Using Machine Learning techniques

In Part 1 of this study project I explored the motivation and data of deceptive hotel reviews provided by researchers at Cornell University.

In Part 2, I will attempt to replicate their approach using statistical and machine learning packages available from The R Project for Statistical Computing.

rm(list=ls())
library(tidyverse)
library(gridExtra) #viewing multiple plots together

 # Text Mining Packages
library(tidytext)
library(tokenizers)
library("e1071")
library(tm)
library(RTextTools)

# Graphics Packages
library(ggthemes)
library(moments)
library(ggplot2)
library(scales)
library(knitr) # for dynamic reporting
library(kableExtra) # create a nicely formated HTML table
library(formattable) # for the color_tile function

publication_theme <- function() {
    theme_economist() +
    theme(text=element_text(family="Rockwell"),
          plot.title = element_text(family="Rockwell", size=12)
    )
}
publication.color.background <- '#d6e4ea'
publication.color.orange <- '#f0716f'
publication.color.cyan <- '#3cbfc2'


Project_Dir <- "/Users/amkhosla/Desktop/Statistics/Projects/Hotel_Reviews/code"
setwd(Project_Dir)

Restore the previously tagged database

First let’s restore our recently tagged dataset: Here’s a quick refresher:

reviews.df <- as.tibble(read.csv('./files/reviews_pos.csv', stringsAsFactors = FALSE)) 

names(reviews.df)[names(reviews.df)=="X1"] <- "word_id"
names(reviews.df)[names(reviews.df)=="Truthfulness"] <- "truthfulness"
names(reviews.df)[names(reviews.df)=="Polarity"] <- "polarity"

reviews.df <- reviews.df %>%
    filter(word != '#NAME?') %>%
    select(-entity)
tag_pos <- function(anIndex) { 
    return(paste(reviews.df[anIndex,]$lemma, '/', reviews.df[anIndex,]$pos, sep =''))}
reviews.df$word <- sapply(1:length(reviews.df$word),tag_pos)

kable(reviews.df[1:15,], format = "markdown")

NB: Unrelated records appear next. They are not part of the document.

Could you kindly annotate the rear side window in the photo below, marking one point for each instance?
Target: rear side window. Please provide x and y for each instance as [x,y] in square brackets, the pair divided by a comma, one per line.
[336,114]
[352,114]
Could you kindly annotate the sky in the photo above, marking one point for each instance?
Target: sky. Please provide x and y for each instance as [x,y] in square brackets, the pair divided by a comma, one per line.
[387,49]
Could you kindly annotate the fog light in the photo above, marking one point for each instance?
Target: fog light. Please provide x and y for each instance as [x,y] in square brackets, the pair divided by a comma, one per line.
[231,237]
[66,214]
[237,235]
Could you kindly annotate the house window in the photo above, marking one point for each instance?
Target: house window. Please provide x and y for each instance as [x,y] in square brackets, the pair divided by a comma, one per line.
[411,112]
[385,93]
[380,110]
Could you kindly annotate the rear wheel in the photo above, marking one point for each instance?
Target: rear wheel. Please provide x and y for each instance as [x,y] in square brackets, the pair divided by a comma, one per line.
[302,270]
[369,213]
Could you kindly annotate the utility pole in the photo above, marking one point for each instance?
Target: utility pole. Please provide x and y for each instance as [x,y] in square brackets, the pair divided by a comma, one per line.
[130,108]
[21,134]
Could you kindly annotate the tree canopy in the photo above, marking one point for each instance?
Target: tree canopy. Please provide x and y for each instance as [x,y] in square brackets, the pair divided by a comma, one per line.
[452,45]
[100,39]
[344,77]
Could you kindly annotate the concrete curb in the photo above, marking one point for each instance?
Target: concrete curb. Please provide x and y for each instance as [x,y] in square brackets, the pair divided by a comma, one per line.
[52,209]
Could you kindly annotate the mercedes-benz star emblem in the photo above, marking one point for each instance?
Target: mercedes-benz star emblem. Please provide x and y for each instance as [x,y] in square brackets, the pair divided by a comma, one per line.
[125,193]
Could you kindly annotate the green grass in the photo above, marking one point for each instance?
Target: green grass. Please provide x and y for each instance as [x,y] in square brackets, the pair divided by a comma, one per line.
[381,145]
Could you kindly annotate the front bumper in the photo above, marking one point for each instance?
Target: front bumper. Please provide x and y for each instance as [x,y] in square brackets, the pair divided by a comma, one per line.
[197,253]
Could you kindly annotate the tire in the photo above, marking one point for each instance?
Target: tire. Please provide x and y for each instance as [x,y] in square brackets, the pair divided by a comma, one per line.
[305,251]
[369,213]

X	doc_id	truthfulness	polarity	word	lemma	pos
1	negative/MTurk/f1/d_hilton_1	deceptive	negative	stay/VERB	stay	VERB
2	negative/MTurk/f1/d_hilton_1	deceptive	negative	schicago/PROPN	schicago	PROPN
3	negative/MTurk/f1/d_hilton_1	deceptive	negative	hilton/PROPN	hilton	PROPN
4	negative/MTurk/f1/d_hilton_1	deceptive	negative	day/NOUN	day	NOUN
5	negative/MTurk/f1/d_hilton_1	deceptive	negative	night/NOUN	night	NOUN
6	negative/MTurk/f1/d_hilton_1	deceptive	negative	conference/NOUN	conference	NOUN
7	negative/MTurk/f1/d_hilton_1	deceptive	negative	easy/ADJ	easy	ADJ
8	negative/MTurk/f1/d_hilton_1	deceptive	negative	amenity/NOUN	amenity	NOUN
9	negative/MTurk/f1/d_hilton_1	deceptive	negative	cleanliness/NOUN	cleanliness	NOUN
10	negative/MTurk/f1/d_hilton_1	deceptive	negative	experience/NOUN	experience	NOUN
11	negative/MTurk/f1/d_hilton_1	deceptive	negative	hilton/PROPN	hilton	PROPN
12	negative/MTurk/f1/d_hilton_1	deceptive	negative	awful/ADJ	awful	ADJ
13	negative/MTurk/f1/d_hilton_1	deceptive	negative	take/VERB	take	VERB
14	negative/MTurk/f1/d_hilton_1	deceptive	negative	time/NOUN	time	NOUN
15	negative/MTurk/f1/d_hilton_1	deceptive	negative	write/VERB	write	VERB

Term Frequency and Inverse Document Frequency and TfIdf

As part of training our machine model, we want to give it information about how words are distributed across our set of data. This is commonly done using Term Frequency/Inverse Document Frequency techniques.

The first step, then, is to calculate the term frequency (Tf), the inverse document frequency (Idf), and their product (Tf°Idf)
Apologies: There’s an occasional Google Chrome bug with latex/equation rendering - see equations in Safari if you want to understand them

(Tf): TERM FREQUENCY - How probable is that this particular word appears in a SINGLE document. \[ Tf(\omega) = \left( \frac{ \# occurences\ of\ \omega\ in\ document}{\# words\ in\ document} \right) \]
(Idf): INVERSE DOCUMENT FREQUENCY - How common or rare a word is across ALL documents. If it’s a common word across all documents, it’s regarded as a non-differentiating word, and we want to weight it lower.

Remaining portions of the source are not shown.